Oil paintings are very popular because they dry slowly, enabling you to work with the painting for quite a while after you've applied it to a canvas or board. Once the paint has dried, it can be overpainted without disturbing the original paint. Straight from the tube, oil painting is thick and buttery. It can be diluted with thinners all the way down to a transparent wash. Here are some tips on buying oil painting supplies.
Oil Paintings
Obviously the first thing you need for your oil painting supplies is some paint. Traditional oil painting comes in tubes. Rather buy quality primary colors and perhaps secondary colors than a range of cheap paints. Some manufacturers produce fast-drying oils in tubes, water-mixable oils in tubes and pans, and oil bars.

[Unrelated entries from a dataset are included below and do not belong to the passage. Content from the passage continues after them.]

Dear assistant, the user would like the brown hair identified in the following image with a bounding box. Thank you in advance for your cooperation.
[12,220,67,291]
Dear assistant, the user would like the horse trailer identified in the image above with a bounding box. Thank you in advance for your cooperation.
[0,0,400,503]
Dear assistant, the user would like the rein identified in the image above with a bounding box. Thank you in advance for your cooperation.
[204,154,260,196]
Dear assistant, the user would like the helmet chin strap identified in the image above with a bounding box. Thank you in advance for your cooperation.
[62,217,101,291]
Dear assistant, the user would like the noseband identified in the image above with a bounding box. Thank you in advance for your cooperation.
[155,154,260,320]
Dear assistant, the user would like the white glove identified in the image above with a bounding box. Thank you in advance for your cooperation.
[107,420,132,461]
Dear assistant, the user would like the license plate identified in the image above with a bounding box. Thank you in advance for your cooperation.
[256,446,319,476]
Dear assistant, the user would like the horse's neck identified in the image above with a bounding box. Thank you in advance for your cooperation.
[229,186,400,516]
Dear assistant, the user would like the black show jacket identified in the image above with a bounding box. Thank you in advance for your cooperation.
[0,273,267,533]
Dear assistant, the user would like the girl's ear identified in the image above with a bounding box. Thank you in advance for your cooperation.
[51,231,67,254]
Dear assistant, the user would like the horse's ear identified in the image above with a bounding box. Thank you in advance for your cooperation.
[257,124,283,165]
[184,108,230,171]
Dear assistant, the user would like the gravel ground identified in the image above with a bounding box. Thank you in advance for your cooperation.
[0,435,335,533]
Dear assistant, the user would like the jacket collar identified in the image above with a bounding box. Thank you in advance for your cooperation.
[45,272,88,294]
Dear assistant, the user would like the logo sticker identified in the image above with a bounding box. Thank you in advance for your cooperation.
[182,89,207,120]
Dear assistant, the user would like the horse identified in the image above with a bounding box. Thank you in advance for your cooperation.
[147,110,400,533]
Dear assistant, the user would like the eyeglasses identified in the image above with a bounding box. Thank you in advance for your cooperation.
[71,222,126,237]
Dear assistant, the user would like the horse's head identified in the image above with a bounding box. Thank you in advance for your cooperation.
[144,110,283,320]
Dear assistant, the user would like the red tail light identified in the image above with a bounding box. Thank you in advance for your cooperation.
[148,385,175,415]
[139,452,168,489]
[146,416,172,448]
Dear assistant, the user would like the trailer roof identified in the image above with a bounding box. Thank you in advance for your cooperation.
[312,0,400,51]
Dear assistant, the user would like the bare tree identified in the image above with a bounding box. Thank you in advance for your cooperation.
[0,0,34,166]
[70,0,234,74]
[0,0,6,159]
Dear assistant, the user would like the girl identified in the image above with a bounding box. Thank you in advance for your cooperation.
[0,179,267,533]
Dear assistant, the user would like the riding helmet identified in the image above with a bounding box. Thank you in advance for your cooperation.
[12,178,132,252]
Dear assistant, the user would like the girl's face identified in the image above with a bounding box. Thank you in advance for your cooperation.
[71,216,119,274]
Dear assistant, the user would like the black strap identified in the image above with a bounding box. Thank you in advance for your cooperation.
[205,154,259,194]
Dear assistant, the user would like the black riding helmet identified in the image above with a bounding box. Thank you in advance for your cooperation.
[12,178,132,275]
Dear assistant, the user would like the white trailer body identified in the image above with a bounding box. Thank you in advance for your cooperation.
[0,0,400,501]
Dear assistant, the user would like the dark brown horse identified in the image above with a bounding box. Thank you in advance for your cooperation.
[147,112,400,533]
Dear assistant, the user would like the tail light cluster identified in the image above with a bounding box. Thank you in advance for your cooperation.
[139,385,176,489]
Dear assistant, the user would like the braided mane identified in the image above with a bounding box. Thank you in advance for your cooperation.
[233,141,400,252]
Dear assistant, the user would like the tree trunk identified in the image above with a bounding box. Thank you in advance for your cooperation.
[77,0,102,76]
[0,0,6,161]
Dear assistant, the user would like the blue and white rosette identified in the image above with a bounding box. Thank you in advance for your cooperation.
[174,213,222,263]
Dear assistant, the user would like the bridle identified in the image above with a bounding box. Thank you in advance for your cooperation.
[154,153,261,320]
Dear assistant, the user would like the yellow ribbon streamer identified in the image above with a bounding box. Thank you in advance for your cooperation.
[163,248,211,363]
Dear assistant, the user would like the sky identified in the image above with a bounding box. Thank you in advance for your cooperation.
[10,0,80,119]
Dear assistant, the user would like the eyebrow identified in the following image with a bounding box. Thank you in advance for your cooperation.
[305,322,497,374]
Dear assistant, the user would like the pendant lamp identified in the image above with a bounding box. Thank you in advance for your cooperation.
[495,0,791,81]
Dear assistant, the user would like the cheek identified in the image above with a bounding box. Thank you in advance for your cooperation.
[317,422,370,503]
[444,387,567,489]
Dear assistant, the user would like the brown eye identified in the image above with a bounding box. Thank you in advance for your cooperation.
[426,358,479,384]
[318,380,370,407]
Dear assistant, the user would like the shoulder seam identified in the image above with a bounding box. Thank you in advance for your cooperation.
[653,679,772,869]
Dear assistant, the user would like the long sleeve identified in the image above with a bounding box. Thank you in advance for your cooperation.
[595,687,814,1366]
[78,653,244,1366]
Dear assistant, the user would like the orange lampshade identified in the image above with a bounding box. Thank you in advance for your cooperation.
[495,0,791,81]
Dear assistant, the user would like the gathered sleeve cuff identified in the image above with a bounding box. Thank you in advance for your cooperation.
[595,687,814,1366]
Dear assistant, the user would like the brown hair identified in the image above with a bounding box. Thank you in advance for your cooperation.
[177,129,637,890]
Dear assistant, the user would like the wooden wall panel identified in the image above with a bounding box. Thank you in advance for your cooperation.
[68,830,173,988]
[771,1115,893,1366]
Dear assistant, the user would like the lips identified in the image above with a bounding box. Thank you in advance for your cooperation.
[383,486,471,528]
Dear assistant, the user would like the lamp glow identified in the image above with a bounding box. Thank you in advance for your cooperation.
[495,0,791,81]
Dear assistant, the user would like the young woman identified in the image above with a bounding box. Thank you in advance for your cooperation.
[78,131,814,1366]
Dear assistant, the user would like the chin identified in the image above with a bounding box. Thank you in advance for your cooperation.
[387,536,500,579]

Thinners or Solvents for Oil Paintings
Thinners are used to dilute oil paint and to clean your brushes and palette. The most traditional solvent is turpentine, which maintain the oiliness of oil paint. Adding white or mineral spirits to oil paintings makes a watery mixture. Look for low-odor solvents and always use in a well-ventilated room. Solvents sold in hardware stores are not artist's quality and can cause yellowing.
Mediums for Oil Paintings
Mediums are used to dilute color, increase gloss and transparency, reduce drying time, and avoid overthinning. You can buy ready-mixed mediums or use various forms of linseed oil. Read the description on the bottle to see exactly what a medium does. For very thin washes, mix a medium with thinners, otherwise there may not be enough oil to bind the pigment.
Brushes for Oil Painting
Stiff hog-hair brushes are ideal for thick oil paintings. Cheap hog brushes work as well as the more expensive ones, they just don't last as long. Use soft sable brushes, or the cheaper synthetic alternatives, for washes where you don't want brush marks to show. Try brushes with both long and short handles and different head shapes to see which you prefer.
Primers for Oil Paintings
Canvas and boards must be primed before being used for oil paints. Oil primers must be put over a coat of size. Primers made for acrylic paints can be used for oil paintings. These dry quickly and do not require any sizing underneath. If you're painting on paper, put down at least one layer of acrylic primer (if you don't, the oil painting will eventually destroy the paper).